If all this “condition of the people” strikes you as a woke-ish namby-pambyism, our armed forces have barely half the personnel they need, and desperately short of up-to-date equipment; neither of our two aircraft-carriers was fit to take part in in a recent NATO exercise; and two smaller ships collided in the Gulf because one of them was "wrongly wired" and went backwards into the other when the “full ahead” lever was pulled.
I know it has long been a fiction that National Insurance Contributions (NICs) are there to finance the social security system - they don’t, they are just another form of taxation – but it is ironic that this tax, which was created to fund among other things the NHS, is the main tax the government has cut.
Yet the inadequacies of the NHS are allegedly top of voters’ concerns. Along with this and the other issues itemised above (and I’m sure there are many more) more government spending is needed. Our public realm will not be “fixed” by productivity improvements alone, nor by a mythical “trickle-down effect.
Much is made of the “fact” that the UK’s tax "take" (not a "burden") is the highest it has been for 70 years (though Will Hutton of the Observer claims it is 40 years). The Tories like us to think that means we are over-taxed. This total we pay to the government as our subscription to live in a civilised society is still only around the average of both the G7 and the OECD, and that average is pulled down by the low level in the US (where it does not include health care). For years the UK has been well below the average for similar developed countries, not least France and Germany, and there is a lot to make up.
Our need is more tax, not less, but by a fairer system in which the broadest shoulders pay their proper share.
I watched only
Hunt’s presentation: the Opposition’s reply was unexpectedly delayed by a vote
apparently forced by the SNP. However
the atmosphere of the debate I saw bore no relationship to the seriousness
of the subject. It was played out as some sort of joke, with ribaldry, jeers, taunts
and laughter, which seemed to come from all sides.
No wonder an increasing section of the population, sadly those who most need parliament to take them seriously, have given up hope, and either treat politicians with contempt of are indifferent to the system which, used properly, should help them live decent lives.

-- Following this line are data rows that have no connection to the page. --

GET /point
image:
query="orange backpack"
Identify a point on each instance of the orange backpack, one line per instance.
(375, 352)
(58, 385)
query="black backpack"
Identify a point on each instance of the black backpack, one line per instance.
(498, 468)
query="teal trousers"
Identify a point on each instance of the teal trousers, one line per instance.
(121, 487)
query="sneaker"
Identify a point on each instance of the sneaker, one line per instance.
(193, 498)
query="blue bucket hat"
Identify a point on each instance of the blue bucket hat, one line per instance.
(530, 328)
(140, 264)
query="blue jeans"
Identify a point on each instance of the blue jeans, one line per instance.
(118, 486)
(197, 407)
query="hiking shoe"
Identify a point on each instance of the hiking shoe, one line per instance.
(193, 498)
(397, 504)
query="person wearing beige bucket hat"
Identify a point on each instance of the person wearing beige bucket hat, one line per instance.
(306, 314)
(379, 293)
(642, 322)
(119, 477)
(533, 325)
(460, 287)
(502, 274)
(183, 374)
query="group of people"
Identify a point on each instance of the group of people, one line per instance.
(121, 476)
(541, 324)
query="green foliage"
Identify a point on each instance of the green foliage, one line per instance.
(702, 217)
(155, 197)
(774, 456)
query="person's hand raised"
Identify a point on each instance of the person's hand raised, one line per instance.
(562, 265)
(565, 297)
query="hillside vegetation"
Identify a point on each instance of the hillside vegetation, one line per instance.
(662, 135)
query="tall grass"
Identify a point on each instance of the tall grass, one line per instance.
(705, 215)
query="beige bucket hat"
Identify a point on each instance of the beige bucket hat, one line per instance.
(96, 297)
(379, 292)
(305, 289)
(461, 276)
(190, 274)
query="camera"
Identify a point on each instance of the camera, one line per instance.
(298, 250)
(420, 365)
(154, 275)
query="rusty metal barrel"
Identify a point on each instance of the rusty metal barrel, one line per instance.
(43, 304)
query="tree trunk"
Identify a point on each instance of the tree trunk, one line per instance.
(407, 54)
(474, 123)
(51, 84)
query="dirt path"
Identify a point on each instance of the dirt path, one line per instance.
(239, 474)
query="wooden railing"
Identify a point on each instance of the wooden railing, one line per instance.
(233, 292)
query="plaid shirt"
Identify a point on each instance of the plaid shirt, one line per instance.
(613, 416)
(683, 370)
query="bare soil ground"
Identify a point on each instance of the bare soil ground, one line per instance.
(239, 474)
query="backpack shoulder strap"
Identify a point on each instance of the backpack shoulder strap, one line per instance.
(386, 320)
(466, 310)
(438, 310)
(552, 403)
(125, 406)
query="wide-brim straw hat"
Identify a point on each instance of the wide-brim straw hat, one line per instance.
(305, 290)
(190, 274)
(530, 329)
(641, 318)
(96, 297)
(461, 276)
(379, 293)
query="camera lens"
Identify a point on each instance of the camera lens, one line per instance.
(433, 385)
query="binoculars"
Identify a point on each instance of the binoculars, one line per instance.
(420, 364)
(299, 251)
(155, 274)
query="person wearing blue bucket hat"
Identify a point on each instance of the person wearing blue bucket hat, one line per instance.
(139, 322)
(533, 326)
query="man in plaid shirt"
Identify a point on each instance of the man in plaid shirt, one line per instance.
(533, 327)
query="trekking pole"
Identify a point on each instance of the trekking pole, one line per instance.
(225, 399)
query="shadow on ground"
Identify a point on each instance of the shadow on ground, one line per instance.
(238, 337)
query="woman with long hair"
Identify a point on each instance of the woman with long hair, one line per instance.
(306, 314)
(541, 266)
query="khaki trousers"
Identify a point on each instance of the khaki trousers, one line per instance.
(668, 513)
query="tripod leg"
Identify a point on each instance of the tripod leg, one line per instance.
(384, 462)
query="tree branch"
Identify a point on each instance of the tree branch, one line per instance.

The proper response of the Opposition parties to this jolly “Punch and Judy” pantomime approach by the Government should be stony silence. This is people’s lives you are dealing with, you and we may be OK but too many of the people we are elected to serve are suffering lives unworthy of one of the richest countries in the world. Be aware of your responsibilities.
This description,
taken from an article in today’s Guardian by former banker Gary Stevenson, has a greater ring of truth than Hunt's Oscar-winning performance:
“The budget is a piece of theatre meant for your consumption. It is a cute moment – a photogenic moment where a multimillionaire can hold up a red box and bribe you with a bit of your money, while they and all the other multimillionaires bankrupt the government with monetary and fiscal stimulus packages that seem somehow to always end up in their own pockets. They then use that money to buy assets such as all the houses that your children will need but never be able to afford to own."